Appending +entities announces only entity roots (file roots, directory roots, HAMT shard nodes), skipping internal file chunks. Implies +unique.

  • Uses walker.WalkEntityRoots from boxo, which inspects UnixFS node types and stops descending into file chunk subtrees.
  • Non-UnixFS content (e.g. dag-cbor) is still fully walked.
  • Drastically fewer DHT provider records for repos with large files.

Example: Provide.Strategy = "pinned+mfs+entities"

pin add / pin update fast-provide

Both commands now announce the pinned root CID immediately after pinning (matching ipfs add and ipfs dag import behavior). New flags:

  • --fast-provide-root (default: Import.FastProvideRoot, true)
  • --fast-provide-dag (default: Import.FastProvideDAG, false)
  • --fast-provide-wait (default: Import.FastProvideWait, false)

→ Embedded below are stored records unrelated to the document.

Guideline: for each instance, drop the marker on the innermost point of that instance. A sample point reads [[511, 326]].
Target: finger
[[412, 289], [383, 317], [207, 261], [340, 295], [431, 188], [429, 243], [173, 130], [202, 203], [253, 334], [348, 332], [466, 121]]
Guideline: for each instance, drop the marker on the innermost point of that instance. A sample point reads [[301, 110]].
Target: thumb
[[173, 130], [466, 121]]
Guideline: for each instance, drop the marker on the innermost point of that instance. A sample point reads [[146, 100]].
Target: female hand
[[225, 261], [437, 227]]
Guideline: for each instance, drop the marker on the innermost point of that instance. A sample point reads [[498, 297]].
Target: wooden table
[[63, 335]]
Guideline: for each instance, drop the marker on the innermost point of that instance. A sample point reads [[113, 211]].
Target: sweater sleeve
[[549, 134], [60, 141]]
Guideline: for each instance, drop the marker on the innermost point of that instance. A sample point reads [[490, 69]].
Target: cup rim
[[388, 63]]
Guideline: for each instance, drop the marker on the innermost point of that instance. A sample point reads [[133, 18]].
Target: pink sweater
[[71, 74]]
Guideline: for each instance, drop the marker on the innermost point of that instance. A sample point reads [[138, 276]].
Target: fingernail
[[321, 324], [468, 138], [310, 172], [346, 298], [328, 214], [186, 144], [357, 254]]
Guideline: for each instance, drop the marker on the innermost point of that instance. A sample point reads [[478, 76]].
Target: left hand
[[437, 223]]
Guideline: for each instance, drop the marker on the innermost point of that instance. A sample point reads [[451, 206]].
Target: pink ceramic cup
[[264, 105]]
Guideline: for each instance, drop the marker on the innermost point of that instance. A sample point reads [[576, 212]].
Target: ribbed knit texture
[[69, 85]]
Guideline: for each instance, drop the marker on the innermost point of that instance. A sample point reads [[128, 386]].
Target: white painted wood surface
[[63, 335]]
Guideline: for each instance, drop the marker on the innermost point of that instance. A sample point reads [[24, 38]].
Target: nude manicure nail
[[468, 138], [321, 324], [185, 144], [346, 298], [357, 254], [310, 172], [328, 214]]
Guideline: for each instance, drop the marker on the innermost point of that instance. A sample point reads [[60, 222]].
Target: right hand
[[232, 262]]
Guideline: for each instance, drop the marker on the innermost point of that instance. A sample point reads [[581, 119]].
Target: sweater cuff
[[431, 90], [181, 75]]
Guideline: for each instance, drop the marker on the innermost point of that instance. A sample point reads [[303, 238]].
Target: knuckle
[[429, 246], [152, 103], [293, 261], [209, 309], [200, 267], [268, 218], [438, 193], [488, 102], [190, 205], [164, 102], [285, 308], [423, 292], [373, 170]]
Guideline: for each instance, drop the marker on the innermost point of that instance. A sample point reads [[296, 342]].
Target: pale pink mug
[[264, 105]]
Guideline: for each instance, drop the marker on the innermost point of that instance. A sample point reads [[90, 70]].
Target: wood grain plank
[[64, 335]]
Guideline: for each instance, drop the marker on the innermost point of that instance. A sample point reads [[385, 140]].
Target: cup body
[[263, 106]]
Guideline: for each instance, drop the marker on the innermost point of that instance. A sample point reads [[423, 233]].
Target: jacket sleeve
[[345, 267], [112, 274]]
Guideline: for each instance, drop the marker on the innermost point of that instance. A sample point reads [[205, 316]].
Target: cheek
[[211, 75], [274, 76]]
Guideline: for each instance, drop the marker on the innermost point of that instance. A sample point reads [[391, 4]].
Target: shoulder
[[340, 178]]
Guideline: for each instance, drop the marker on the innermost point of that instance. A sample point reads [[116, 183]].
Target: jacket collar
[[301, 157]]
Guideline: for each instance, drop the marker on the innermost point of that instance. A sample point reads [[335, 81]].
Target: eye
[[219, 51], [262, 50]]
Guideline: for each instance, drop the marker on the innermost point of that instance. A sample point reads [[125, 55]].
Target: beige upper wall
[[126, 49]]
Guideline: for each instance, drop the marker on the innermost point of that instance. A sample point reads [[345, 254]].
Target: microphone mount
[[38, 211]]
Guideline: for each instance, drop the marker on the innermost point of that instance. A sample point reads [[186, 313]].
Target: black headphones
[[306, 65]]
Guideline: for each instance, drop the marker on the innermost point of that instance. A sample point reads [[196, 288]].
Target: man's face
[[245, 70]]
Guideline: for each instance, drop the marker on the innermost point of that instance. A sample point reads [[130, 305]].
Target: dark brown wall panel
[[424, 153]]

With Provide.Strategy=all (default), this is a no-op since the blockstore already provides every block on write.

--fast-provide-dag flag

New flag on ipfs add, ipfs dag import, ipfs pin add, and ipfs pin update. When enabled, walks and provides the full DAG immediately after write using the active Provide.Strategy to determine scope. A single bloom tracker is shared across all roots for dedup. Configurable via Import.FastProvideDAG (default: false).

With --fast-provide-dag, the DAG walk emits the root first (DFS pre-order), so --fast-provide-root is redundant and not needed.

Gate providingDagService behind --fast-provide-dag

The providingDagService wrapper (which provides every block during ipfs add writes) is now only active when --fast-provide-dag=true. Previously it was always on for pinned strategy, causing per-block DHT provides during add regardless of user intent. Now the default path only fast-provides the root CID after add completes, and the reprovide sweep handles the rest.

Hardened strategy parsing

ParseProvideStrategy now returns an error instead of silently ignoring unknown tokens. Catches:

  • Unknown tokens (typos like "uniuqe")
  • Empty tokens from malformed delimiters ("pinned+", "+pinned", "pinned++mfs")
  • Invalid combinations ("all+pinned", "roots+unique")

Validated at startup via ValidateProvideConfig. Internal callers use MustParseProvideStrategy for already-validated strings.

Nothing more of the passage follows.